A Witness of the Absolute
_______
Pierre-Marie Dumont ____________
Front
Cover Artwork
1 n 1084, Bruno decided to withdraw
to the "desert", to an isolated wilderness where he might give himself
up to spiritual devotions without danger of distraction from the clamour of the
world. He founded a hermitage in the heart of the Chartreuse Mountains, in the
Alps-the source of the name "Carthusian". adopted by the religious of
his order, as well as the "charterhouses", which their monasteries
came to be called. In the background, the painter Mignard depicts Brunos first
six companions occupied in the various tasks of eremitical life. In 1090, Bruno founded a second
charterhouse in a "desert" of Calabria, Italy. While building work
was underway, Bruno lodged in a cave. Wishing to meet him, the lord of the domain,
Count Roger of Sicily, scoured the countryside for days but could find him
nowhere. And so he returned with his pack of hunting dogs. One of them tracked
Bruno down to his cave, in rapt contemplation of God. Mignard pictures the
hound here in the foreground. Before him, we find Bruno, his whole being turned
toward the divine light which floods down over him through a fissure in the rock.
The rosary hanging from the saint's belt is an anachronism, a witness to the fact
that this devotion, popularised by the Dominicans, was actually first conceived
by the Carthusians. On the ground, in the opposite corner, a skull recalls the
vanity of all human existence whose goal is not life in God.
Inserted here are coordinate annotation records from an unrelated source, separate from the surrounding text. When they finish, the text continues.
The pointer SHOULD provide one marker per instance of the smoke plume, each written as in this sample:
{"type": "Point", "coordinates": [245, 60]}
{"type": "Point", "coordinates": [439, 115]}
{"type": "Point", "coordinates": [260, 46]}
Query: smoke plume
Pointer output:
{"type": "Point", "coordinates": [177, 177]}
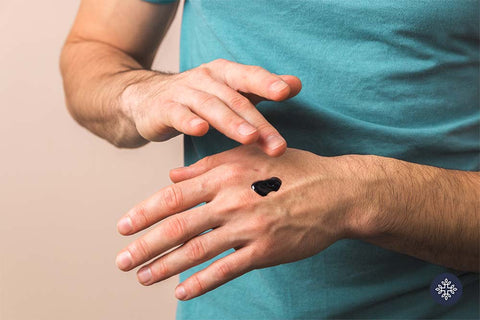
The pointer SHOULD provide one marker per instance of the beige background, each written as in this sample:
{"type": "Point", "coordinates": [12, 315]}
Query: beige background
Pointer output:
{"type": "Point", "coordinates": [63, 189]}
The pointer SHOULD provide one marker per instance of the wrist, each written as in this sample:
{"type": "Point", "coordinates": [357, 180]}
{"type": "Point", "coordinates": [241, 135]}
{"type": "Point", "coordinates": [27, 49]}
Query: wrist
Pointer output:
{"type": "Point", "coordinates": [134, 89]}
{"type": "Point", "coordinates": [373, 193]}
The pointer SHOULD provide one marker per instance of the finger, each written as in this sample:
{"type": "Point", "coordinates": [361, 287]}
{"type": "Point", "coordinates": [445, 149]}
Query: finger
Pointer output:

For, to a
Christian, each vocation is a religious one: through faith working through love
(Ga 5:6), to make of one's existence on this earth a life that endures for eternal
life. But the perfection of the vocation of each member of the Church is only fully
realised through the complimentarily of the gifts encompassed by the mystical Body
of Christ. Thus, while some devote their lives to preaching the Gospel, while
others witness to Christ's charity in service of their brethren, and still
others consecrate themselves to God through a consecration to one another by love
in marriage-certain members of the mystical Body are called to withdraw from the
world to act as perpetual witnesses of the Absolute, ensuring that Christ's prayer
to his Father is never extinguished from his Body.
Saint Bruno praying in the
wilderness (1638), Nicholas Migard. Calvet Museum, Avignon, France.
Artist.
NICOLAS MIGNARD 1606/1668
Saint
Bruno praying in the wilderness (1638)
Nicolas
Mignard is anything but an isolated provincial painter. In 1635, he moved
to Rome in the suite of the Ambassador of France Alphonse de Richelieu. This
is former Carthusian and very attached to the figure of St. Bruno, the founder
of the order. This may be to flatter his powerful protector that Mignard
realizes this painting, his first masterpiece.